In the course of the episode we learn that the big bang “The Burn” happened about 100-200 years ago: Almost all Dilithium exploded spontaneously and at the same time. Since dilithium is contained in every warp core, almost all Federation ships are completely destroyed and many deaths are to be lamented. This has far-reaching consequences: Traveling over long distances is now difficult, very slow or simply not possible at all. Even long-range sensors no longer exist or at least rarely. The federation has tried to survive, but in general chaos and because there is no longer any contact between most sectors, it went under – only a few “true believers” hold on to the federation idea.

Now one could presumably criticize the idealization of a military hierarchy with the abandonment of the self and the glorification of flags as well as the good portion of pathetics.

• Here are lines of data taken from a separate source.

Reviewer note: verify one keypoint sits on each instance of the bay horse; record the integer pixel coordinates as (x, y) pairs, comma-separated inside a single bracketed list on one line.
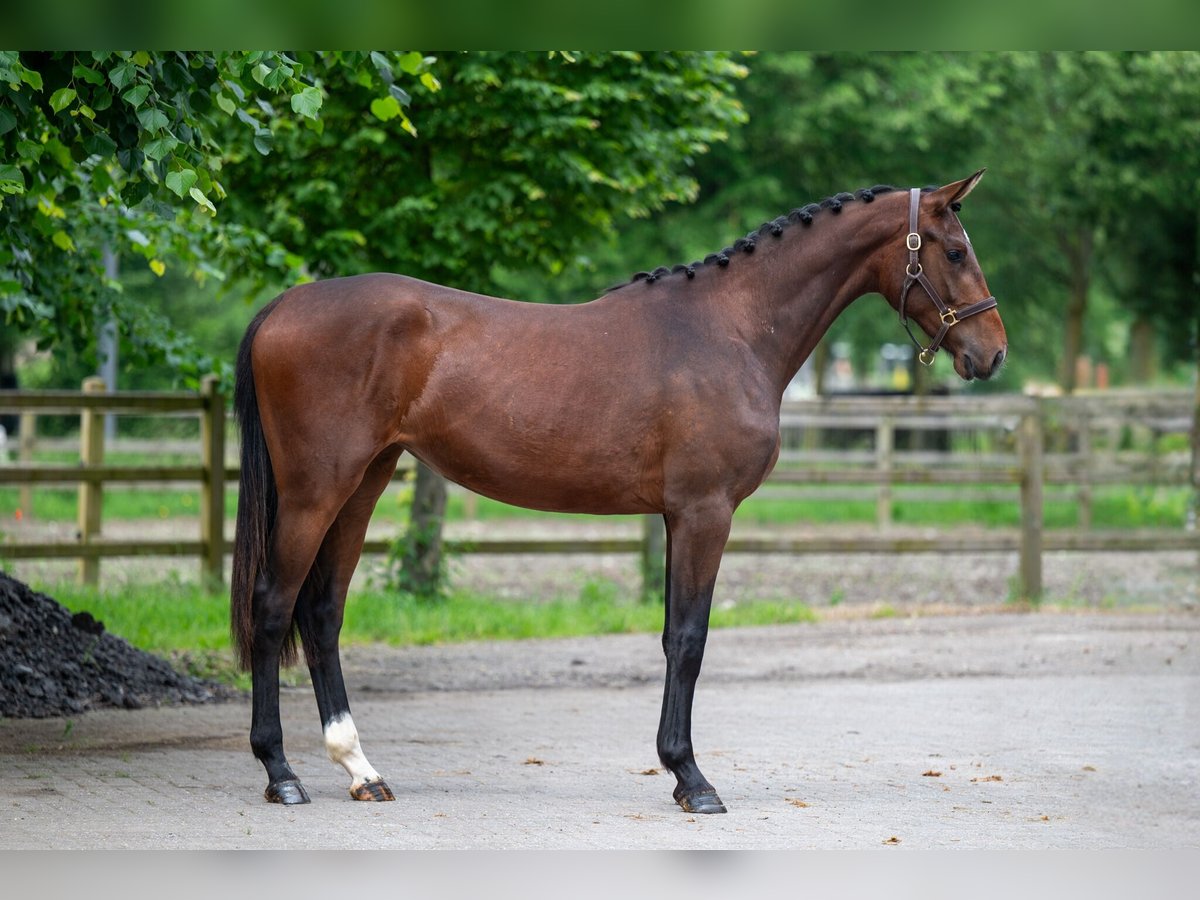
[(661, 396)]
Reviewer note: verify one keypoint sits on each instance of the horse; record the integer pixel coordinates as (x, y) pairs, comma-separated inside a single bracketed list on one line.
[(660, 396)]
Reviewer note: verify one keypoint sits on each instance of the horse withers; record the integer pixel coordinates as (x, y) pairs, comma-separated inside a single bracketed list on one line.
[(661, 396)]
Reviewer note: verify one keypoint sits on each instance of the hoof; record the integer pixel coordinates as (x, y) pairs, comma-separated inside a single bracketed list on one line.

Doesn’t change the fact that Sahil and Burnham’s statements that the Federation is more than just ships work completely for me – then I like to be seduced and moved with such lard.


It was a good decision to focus on a few characters and one storyline to get into the new season / world. It helps immensely that Martin-Green and Ajala alias Burnham and Booker immediately convince and harmonize both in acting and as characters.

With a visibly high production effort and a coherent narrative, a promising start to the season succeeds. It takes hope. Not only that the series makers actually get the curve with the leap in time and that Discovery starts again.